My current research is focused on understanding the benefits of over-parameterization in machine learning. In particular, I study implicit regularization and optimization for over-parameterized deep networks. My main goal is to use this theory for over-parameterized systems to reduce complexity in constructing and training deep networks used in practice.

Over-parameterized models are those which have more than enough parameters to perfectly interpolate training datasets (i.e. get 100% training accuracy in classification, get 0 error in regression, etc.). In classical machine learning, it is believed that over-parameterized models can lead to overfitting of the training dataset and will thus generalize poorly (i.e. perform poorly on test data). However, deep learning models used in practice today are over-parameterized yet generalize well (see Zhang et al. 2017), a phenomenon referred to as implicit regularization. Recent work (Belkin et al. 2019) reconciled this difference between theory and practice by introducing the double descent curve, which demonstrated that over-parameterization (well past the point of achieving zero training error) leads to improved generalization.

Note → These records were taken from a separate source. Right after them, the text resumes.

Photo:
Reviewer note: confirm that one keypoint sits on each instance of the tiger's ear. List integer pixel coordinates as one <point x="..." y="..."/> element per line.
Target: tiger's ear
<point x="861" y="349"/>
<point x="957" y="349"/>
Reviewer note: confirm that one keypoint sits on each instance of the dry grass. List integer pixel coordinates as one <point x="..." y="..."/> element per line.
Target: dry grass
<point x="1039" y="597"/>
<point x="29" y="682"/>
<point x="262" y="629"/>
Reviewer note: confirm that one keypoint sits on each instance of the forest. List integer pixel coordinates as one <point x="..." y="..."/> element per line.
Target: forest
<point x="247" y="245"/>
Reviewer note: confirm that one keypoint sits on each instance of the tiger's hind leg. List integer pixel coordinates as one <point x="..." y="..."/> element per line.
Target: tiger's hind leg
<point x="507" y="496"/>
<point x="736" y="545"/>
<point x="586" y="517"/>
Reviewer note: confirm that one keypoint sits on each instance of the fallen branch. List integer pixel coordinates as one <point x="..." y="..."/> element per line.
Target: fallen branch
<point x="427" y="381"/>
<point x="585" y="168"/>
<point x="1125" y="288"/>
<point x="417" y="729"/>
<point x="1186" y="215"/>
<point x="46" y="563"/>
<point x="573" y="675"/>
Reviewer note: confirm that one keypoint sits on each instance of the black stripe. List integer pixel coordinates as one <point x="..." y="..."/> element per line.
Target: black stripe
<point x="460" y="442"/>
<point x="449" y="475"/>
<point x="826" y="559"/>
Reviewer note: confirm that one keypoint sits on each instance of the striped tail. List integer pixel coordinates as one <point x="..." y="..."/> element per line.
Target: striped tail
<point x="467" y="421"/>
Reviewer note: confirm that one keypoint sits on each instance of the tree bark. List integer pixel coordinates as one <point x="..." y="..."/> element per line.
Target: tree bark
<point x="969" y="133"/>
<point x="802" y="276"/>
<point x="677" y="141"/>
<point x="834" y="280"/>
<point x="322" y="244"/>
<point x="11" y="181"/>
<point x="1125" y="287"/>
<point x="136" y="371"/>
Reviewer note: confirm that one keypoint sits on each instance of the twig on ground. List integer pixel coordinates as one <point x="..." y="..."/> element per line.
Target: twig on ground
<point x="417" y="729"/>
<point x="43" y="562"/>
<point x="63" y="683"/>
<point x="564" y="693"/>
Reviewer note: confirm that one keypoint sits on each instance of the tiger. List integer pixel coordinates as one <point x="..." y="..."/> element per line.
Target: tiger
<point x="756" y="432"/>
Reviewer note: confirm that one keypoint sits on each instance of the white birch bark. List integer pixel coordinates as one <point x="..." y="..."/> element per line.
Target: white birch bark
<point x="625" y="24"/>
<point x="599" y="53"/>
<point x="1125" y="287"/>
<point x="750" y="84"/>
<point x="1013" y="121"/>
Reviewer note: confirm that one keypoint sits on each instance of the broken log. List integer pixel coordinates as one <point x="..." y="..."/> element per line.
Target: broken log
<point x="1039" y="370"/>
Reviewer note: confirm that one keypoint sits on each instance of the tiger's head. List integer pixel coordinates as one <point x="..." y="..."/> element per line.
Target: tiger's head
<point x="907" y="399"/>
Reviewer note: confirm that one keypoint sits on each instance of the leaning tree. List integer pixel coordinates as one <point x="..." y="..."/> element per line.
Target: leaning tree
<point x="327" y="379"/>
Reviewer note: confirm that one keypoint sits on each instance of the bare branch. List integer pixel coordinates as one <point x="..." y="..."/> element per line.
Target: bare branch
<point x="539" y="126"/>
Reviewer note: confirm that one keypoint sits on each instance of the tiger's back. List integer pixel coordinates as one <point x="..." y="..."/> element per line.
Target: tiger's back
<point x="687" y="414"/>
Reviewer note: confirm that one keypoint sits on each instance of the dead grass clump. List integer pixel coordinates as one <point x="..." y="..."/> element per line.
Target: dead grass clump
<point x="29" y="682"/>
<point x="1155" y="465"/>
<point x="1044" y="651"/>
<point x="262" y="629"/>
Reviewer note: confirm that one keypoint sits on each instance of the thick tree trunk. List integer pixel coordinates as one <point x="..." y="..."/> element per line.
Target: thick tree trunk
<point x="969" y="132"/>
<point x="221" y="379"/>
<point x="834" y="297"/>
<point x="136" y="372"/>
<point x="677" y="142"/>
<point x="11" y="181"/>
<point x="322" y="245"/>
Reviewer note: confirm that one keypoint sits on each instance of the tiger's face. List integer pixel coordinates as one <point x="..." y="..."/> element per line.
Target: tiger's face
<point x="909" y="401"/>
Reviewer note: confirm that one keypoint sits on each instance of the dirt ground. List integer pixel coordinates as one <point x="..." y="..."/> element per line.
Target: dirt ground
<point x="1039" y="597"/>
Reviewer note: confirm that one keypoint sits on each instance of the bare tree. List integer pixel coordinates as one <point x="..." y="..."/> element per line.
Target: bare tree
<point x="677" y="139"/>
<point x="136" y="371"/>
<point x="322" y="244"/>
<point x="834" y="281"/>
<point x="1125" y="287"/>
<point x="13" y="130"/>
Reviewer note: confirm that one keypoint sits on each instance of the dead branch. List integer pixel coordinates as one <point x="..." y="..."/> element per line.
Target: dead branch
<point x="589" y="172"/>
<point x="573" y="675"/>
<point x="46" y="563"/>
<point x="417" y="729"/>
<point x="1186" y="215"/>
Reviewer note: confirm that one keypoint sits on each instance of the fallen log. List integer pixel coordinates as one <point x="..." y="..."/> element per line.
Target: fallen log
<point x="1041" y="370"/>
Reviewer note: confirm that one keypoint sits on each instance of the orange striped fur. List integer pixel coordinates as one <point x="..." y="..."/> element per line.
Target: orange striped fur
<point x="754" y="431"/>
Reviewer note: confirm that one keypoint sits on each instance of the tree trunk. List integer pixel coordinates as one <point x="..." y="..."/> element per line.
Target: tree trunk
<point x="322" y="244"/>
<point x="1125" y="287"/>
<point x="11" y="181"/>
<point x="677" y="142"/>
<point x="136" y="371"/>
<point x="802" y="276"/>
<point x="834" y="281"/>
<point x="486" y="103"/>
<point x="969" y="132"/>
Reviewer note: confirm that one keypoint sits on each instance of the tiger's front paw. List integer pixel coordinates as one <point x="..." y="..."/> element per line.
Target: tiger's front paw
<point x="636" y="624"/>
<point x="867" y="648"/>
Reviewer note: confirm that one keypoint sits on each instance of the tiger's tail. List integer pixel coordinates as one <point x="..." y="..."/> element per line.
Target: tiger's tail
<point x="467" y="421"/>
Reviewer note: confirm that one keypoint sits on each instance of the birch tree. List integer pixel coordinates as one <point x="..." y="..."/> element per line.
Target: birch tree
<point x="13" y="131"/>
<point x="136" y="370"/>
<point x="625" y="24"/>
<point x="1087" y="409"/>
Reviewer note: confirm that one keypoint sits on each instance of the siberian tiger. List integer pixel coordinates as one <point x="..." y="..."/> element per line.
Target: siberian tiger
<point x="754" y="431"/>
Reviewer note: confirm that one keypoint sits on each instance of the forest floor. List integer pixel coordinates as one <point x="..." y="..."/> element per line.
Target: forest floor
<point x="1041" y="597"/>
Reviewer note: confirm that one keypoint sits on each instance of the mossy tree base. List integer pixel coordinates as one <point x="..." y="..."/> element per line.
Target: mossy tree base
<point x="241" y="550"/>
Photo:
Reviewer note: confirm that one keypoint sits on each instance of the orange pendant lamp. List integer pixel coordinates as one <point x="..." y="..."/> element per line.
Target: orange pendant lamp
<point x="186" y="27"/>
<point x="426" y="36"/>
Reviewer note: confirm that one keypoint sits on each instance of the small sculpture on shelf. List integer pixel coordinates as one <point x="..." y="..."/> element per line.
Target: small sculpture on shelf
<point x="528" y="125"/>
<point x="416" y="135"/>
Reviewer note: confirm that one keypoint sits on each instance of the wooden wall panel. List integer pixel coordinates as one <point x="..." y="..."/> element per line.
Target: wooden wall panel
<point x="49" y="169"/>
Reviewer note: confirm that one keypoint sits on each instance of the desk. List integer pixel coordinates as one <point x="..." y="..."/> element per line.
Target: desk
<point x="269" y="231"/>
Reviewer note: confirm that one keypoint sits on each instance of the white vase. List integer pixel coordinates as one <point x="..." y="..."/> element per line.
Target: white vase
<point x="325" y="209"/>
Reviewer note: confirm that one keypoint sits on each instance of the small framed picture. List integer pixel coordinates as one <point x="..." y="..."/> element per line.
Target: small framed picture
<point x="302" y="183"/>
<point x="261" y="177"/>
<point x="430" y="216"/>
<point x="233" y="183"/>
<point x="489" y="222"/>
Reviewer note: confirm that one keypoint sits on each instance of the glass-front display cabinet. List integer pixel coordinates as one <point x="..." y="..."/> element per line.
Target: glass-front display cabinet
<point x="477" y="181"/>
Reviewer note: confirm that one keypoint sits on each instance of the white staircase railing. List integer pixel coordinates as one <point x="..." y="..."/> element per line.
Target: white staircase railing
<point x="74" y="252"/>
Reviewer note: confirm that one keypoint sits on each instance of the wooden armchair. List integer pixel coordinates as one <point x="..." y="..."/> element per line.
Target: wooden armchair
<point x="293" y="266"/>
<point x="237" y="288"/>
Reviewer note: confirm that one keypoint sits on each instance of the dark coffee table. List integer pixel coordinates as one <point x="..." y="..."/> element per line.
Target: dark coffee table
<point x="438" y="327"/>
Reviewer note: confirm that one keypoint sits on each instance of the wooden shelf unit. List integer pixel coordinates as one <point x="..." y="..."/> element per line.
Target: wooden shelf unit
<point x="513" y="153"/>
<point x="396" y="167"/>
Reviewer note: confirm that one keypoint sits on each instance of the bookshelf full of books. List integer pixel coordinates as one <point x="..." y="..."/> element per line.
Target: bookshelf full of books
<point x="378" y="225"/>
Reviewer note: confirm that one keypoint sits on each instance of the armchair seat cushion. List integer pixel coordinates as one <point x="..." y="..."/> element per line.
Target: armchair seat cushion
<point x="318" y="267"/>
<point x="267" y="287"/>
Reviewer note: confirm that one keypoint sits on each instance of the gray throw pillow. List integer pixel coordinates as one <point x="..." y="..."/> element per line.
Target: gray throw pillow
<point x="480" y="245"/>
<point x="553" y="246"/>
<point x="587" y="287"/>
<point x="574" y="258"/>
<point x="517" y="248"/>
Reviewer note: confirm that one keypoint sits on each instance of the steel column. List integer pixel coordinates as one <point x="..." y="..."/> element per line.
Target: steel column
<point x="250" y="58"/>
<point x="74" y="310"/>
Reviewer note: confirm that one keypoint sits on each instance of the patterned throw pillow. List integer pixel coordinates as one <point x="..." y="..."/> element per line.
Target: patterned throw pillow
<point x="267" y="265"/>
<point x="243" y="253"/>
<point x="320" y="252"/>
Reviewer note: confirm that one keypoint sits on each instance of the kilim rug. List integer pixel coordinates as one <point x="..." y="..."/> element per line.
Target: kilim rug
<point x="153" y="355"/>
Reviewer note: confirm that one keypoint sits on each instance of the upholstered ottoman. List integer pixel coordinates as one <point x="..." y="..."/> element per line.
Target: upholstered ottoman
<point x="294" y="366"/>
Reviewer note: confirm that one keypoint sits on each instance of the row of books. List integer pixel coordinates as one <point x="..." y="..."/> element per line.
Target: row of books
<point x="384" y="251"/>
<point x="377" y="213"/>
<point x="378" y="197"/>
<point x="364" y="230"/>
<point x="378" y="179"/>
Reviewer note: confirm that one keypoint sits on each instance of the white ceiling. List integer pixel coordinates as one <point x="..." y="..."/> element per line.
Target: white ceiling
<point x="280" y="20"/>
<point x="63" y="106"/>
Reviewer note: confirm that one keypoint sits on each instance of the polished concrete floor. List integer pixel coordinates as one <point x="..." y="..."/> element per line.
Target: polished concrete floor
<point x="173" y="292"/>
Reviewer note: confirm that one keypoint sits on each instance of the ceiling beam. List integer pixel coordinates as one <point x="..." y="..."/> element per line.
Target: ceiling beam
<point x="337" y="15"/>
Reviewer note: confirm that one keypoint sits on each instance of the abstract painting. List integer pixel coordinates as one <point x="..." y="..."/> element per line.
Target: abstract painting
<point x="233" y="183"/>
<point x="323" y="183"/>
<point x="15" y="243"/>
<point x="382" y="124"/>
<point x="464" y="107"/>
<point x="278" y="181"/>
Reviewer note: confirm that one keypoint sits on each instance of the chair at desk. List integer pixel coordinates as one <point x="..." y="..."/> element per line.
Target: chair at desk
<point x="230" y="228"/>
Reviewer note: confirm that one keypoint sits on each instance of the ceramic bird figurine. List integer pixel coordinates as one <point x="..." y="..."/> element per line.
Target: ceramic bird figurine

One goal of my work is to characterize implicit regularization in deep learning models. As an example, our recent work proves that over-parameterized autoencoders encoders implement associative memory by storing training examples as attractors: iterating an autoencoder on a random input leads to a training example. Additionally, we extend this result to an implementation of associative memory for sequences of examples. Here is a link to a talk on this work: MLTeaTalk 2020.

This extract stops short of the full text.